There is a natural tendency to stick with the status quo. It’s scary for senior people to realize that they know—which has worked in the past—might not work in the future. While digital transformation strategies need to figure out how to serve the future digital needs of consumers and not get antiquated, product leaders need to be sensitive to changing the way people do things.
Recognize you’re asking people to take a big risk, on something they don’t really understand and may well not work. You’re not the first one to claim to know about the next big thing. But if your business doesn’t innovate, someone will. 10 years from now someone will be doing your business in a better way, so you need to make a convincing argument that that someone should be you. It’s a hard argument to make because it’s hard to change legacy mindset, but you have to drive it BTCC合约交易所home.
Q: What holds companies back from prioritizing their investment in mobile customer experience?
Mobile investment is costly, and there are many unknowns within those costs. Sometimes you have to hire new engineers that are very expensive, other times you get people who only want to prioritize one technology or another that your company has little expertise in…for now. Also, converting customers to a digital product can actually steal business from more profitable areas of the current business that have been optimized for years. Think converting CD customers to digital streaming.
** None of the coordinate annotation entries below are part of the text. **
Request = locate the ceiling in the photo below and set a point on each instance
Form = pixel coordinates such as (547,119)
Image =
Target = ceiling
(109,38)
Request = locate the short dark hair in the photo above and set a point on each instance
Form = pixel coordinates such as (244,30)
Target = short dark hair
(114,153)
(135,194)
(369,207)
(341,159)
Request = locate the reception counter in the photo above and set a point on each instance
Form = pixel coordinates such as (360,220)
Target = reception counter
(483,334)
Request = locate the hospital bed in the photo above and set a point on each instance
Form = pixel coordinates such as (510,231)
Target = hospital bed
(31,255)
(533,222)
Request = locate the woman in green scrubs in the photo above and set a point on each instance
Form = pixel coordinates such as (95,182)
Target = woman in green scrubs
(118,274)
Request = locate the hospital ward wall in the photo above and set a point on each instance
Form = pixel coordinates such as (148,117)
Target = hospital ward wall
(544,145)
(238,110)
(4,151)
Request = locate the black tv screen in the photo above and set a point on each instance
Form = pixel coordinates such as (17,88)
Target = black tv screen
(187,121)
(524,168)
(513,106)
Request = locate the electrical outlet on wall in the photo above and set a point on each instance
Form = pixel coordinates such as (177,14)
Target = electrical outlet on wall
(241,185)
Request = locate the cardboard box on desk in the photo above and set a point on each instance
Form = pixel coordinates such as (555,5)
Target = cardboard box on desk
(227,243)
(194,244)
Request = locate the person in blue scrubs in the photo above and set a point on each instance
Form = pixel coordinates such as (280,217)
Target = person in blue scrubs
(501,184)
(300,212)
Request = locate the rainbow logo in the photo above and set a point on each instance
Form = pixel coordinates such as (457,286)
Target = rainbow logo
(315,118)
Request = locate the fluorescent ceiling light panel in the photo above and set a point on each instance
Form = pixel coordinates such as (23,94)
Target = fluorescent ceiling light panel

As for apps, a big hurdle is customer acquisition: When you have a new app, you are starting at zero and a strategy for fixing that is essential on day one. Even if you build the greatest app in the world, you still must think (a LOT) about how people are going to find it, and going from 1 to 1,000 to 1,000,000 is really hard.
Q: What is the mobile channel’s role in digital transformation?
It very much depends on the company and the problem you’re trying to solve. Mobile offers the ability to solve lots of problems in very different ways. But we’re at the point where mobile, whether web or app, has become the primary avenue that consumers expect for most products. There are companies that can get by without it, but not many. The mobile channel is more than just a problem solving opportunity; it’s the primary tool that people use when they want to interact with a digital product. If you don’t want to invest in it to at least some degree, you’re going to struggle when someone else does.
Q: What’s your best tip for staying agile when implementing changes to your mobile digital transformation approach? How can teams respond quickly to what they learn?
Have very clear goals to get people on board, like “If we do X, we will get Y,” and be realistic around when these goals will be realized. It’s also very industry specific. For example, depending on your business, you can prove your strategy is effective with a small audience before scaling. Or maybe the opposite is true and you can build a large audience and then figure out how to profit. Whatever you decide, you must take accountability for your goals and show the clear progression about what you want to accomplish and when. If you can show 2-3 steps and include clear KPIs for each step, people involved will feel more comfortable with the plan and have a clearer idea for how it will go the right way.
Q: How do you measure success? How can you track the value of mobile strategies?
Again, it depends on your goals (although revenue is always key). A big one is organic growth; as organic can tell you whether or not you are building something that people advocate for, bringing in people you aren’t paying for. When you see how engaging your product is through the organic channel, then you can think about how to add fuel to the fire and to get them to come back.
Another great metric is repeat customers (or DAU/MAU) to prove you’re building something people love. Finally, sometimes you need to find the problem. For example, I worked on an app that had a passionate user base and a large influx of new users, but our growth was slow. A quick review of our funnel and user flow pointed out that our new user experience weeded out all but the most committed users. This helped us realize the core problem we needed to solve and what stories to go after.
A huge thank you to Josh for taking the time to share his thoughts.